According to a recent news report, more men choose this time of year, March Madness time, to get snipped, or to have that notorious progeny-pausing medical procedure known as the vasectomy.
My wife and I recently entered our 40s, and we are expecting our second child soon. Our boy is seven years old. I am not confirming or denying I’m looking into this particular medical service at this time, or am I saying that I stumbled across this CNN news story while researching the procedure on the Web in preparation for it. Okay? Fine, Okay.
If you don’t know, March Madness refers to the National Collegiate Athletic Association, or NCAA, Mens Championship basketball tournament which pretty much lasts the second half of March each year and contributes to mass gambling and lost work hours by the masses managing and participating in office-wide, tournament-bracket money-wagering pools. You can hear the collective gnashing and wailing as upsets in games spread and the tournament steamrolls to the Sweet Sixteen on its way to the athletic-A-bomb known as the Final Four each spring.
But I found it hilarious that some guys use the ‘snip’ to snap up some laying-around time to immerse deeper into the March Madness mayhem, and it has been particularly crazy so far this time around (and sorry Duke Fans, which I am one, I gotta smile when I think of the little-known Mercer Bears from Macon, Ga., beating the Blue Devil powerhouse by seven points. That was crazy).

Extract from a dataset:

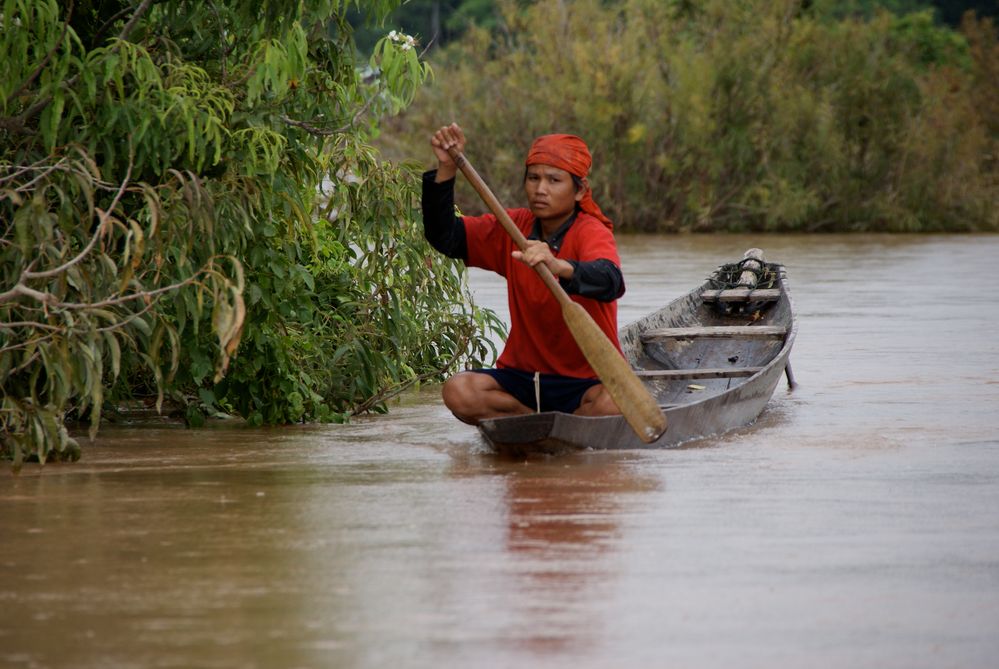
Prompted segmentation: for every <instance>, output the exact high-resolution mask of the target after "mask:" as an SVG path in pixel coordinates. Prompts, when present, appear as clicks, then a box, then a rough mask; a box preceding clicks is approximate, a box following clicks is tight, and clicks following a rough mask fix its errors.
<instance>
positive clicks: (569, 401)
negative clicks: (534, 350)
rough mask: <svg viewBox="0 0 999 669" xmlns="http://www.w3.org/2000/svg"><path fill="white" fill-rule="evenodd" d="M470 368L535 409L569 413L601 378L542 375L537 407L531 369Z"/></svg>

A six-pack of something and an icepack
Like I said, I’m not confirming or denying I’m looking into this popular March Madness medical service opportunity. But I will confirm that I like basketball as much as the next fellow. Growing up, I was a complete nut for it, playing hours each day rain or shine and on teams until I snapped my ankle in high school, an impromptu adjustment to my career as a result of coming down from a layup onto the foot of a fellow teammate we called Yank (I have no idea where Yank the nickname came from, and I still to this day don’t know what Yank’s real name is).

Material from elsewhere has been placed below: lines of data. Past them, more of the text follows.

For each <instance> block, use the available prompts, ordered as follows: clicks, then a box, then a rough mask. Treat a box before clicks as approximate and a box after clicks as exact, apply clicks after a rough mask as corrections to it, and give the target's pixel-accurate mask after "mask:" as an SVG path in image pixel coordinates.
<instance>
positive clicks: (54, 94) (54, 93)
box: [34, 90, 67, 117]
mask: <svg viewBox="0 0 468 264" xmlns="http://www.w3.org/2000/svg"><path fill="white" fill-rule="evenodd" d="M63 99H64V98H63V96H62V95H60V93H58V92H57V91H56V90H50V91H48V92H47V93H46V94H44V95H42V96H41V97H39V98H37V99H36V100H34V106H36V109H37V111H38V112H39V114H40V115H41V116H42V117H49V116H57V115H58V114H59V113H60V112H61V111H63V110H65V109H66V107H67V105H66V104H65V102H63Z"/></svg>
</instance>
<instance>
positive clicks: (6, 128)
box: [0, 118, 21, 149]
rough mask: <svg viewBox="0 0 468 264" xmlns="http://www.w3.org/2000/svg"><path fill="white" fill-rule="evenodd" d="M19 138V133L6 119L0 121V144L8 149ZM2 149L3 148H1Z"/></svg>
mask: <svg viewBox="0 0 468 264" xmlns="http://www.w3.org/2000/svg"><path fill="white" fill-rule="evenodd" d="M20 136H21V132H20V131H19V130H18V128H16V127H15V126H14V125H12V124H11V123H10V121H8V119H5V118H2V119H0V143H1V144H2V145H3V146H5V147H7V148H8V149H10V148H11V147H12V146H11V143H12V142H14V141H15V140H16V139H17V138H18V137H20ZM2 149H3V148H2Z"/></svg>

I have spoken as of late with several friends who have had a vasectomy in recent years. Not one of them speaks glowingly of it and say that you need at least one full day if not two days to really get back on your feet after it. None timed it to coincide with March Madness, even though several are big college hoops fans. One friend did time the procedure, he said, at the end of the month to avoid having to help his single brother move out of an apartment.
Each friend said the procedure isn’t that bad but be ready to sit down for a while with a six-pack of something and a strategically placed ice pack or bag of frozen peas. I think I understand. And that reminds me, I need go check the frozen veggie situation in our freezer.